If you managed a foreign central bank that held billions of dollars in your foreign exchange reserves, would you not be disturbed that their value was declining by the day? Would you consider swapping some of your dollars, perhaps just 5 or 10%, for gold? That is what some central banks are doing. Banks in developing countries such as China hold large quantities of dollars (and euros), and are reducing their currency risk by buying gold, as are Russia, South Korea, and Mexico, among others.

As an individual investor, you have an opportunity to protect your purchasing power by doing the same, by investing a portion of your dollar-based portfolio in gold, silver, and other precious metals. That is the principal motivation of American investors who have made their first gold purchases in the past year.

How to buy gold

Gold for investment is available in many forms, including gold bars and ingots, gold coins, exchange-traded funds, mining company shares, and gold futures and options. They are sold by various types of sellers (coin dealers, securities brokers, commodity brokers, and mutual fund managers), are available at different premiums (markups) over the London gold bullion price, and respond differently to changes in the London gold bullion price. Depending on an investor's goals, one or more of these forms will be most appropriate. Buying gold that is not appropriate to meet your goals will simply be expensive and may not accomplish what you need.

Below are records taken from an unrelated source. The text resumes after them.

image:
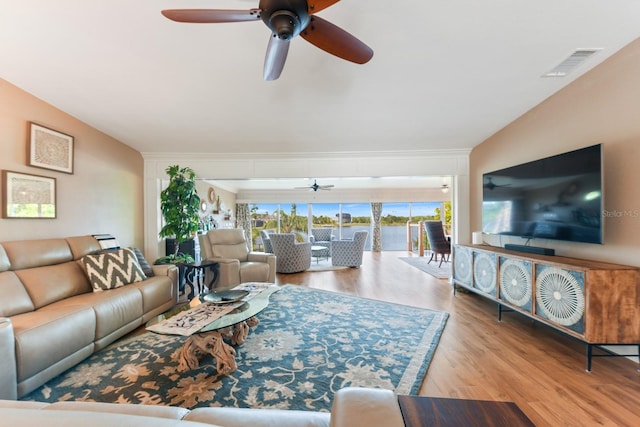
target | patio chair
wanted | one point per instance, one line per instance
(292, 256)
(348, 252)
(438, 242)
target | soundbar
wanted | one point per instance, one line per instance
(530, 249)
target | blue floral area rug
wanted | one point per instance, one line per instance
(309, 344)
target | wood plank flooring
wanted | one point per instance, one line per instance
(516, 360)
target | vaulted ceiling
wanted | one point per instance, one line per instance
(444, 75)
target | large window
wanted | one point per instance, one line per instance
(347, 218)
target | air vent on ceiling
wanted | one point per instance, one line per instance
(571, 63)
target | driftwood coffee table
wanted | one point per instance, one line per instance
(232, 327)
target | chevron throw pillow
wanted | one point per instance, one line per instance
(112, 269)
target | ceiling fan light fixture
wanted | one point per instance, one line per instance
(284, 24)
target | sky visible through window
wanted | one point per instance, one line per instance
(355, 209)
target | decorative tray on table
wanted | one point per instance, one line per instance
(225, 297)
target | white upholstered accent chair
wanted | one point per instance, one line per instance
(229, 247)
(348, 253)
(292, 256)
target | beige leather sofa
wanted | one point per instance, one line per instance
(50, 317)
(352, 407)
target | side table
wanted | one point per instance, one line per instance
(420, 411)
(194, 274)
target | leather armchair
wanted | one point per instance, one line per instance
(293, 257)
(348, 253)
(230, 249)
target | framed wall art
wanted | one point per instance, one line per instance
(50, 149)
(28, 196)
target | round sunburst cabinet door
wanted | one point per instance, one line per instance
(462, 265)
(484, 272)
(560, 296)
(516, 282)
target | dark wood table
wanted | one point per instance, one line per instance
(419, 411)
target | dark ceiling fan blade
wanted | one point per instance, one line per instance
(336, 41)
(316, 6)
(210, 16)
(276, 56)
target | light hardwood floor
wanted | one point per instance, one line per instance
(516, 360)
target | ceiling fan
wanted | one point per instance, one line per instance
(490, 185)
(286, 19)
(316, 187)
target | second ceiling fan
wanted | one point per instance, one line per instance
(316, 186)
(286, 19)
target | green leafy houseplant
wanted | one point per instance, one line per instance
(179, 203)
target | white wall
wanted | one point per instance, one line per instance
(104, 193)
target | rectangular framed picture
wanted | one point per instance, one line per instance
(50, 149)
(28, 196)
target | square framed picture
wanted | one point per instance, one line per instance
(50, 149)
(28, 196)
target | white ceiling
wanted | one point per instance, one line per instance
(445, 74)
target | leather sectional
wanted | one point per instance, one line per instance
(50, 317)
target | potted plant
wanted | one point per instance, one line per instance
(179, 204)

Gold from a vending machine?

In addition to traditional sellers, gold is now available on a trial basis from vending machines, which dispense small ingots from a gram (about 1/31 of a troy ounce) up to an ounce, plus American Gold Eagles in various denominations. The markup is said to be 5% to 15% over the bullion price, which is updated in the machine every minute or so, but might well be higher. While they have been described as “gold ATMs”, to earn that title, the gold they dispensed would have to be spendable at your local Starbucks. We are not there yet.

Our concerns: First, is the gold authentic? Just because the bars come with a certificate of authenticity issued by the machine's owners does not make them authentic. Second, check the premium. A 5% markup for a 1-ounce coin would make the machine roughly competitive with a coin dealer, as would a 15% markup for a fractional gold coin. For now, we see gold vending machines as a curiosity, perhaps suitable for buying fingernail-sized gifts for special occasions.

Are gold vending machines a sign that gold is already a bubble? Hardly, since this is a trial of a few machines. When they are installed in quantity at local shopping malls, let’s revisit the question.

Is gold an investment bubble?

A bubble happens when everyone already owns the asset — like tulip bulbs in 17th century Dutch Netherlands — and the last ones into the market hope to profit by selling to other novices at an even higher price. But when everyone is participating in the bubble, there is no one left to sell to, and the bubble suddenly bursts. With perhaps just 5% of American investors owning gold (and likely much less than that), it is not over-owned. Maybe some day it will justifiably be called a bubble. Now, it is just a highly volatile market that frightens the uninitiated.

Americans are buying precious metals, many for the first time. Some are concerned about the erosion of their purchasing power as the Fed runs the dollar-printing presses and buys Treasury bonds. Some are concerned about a possible collapse of the US financial system in the face of sharply rising government debt. Owning gold helps them protect the value of their wealth by assuring that part of it will maintain its purchasing power in case the dollar collapses in hyperinflation.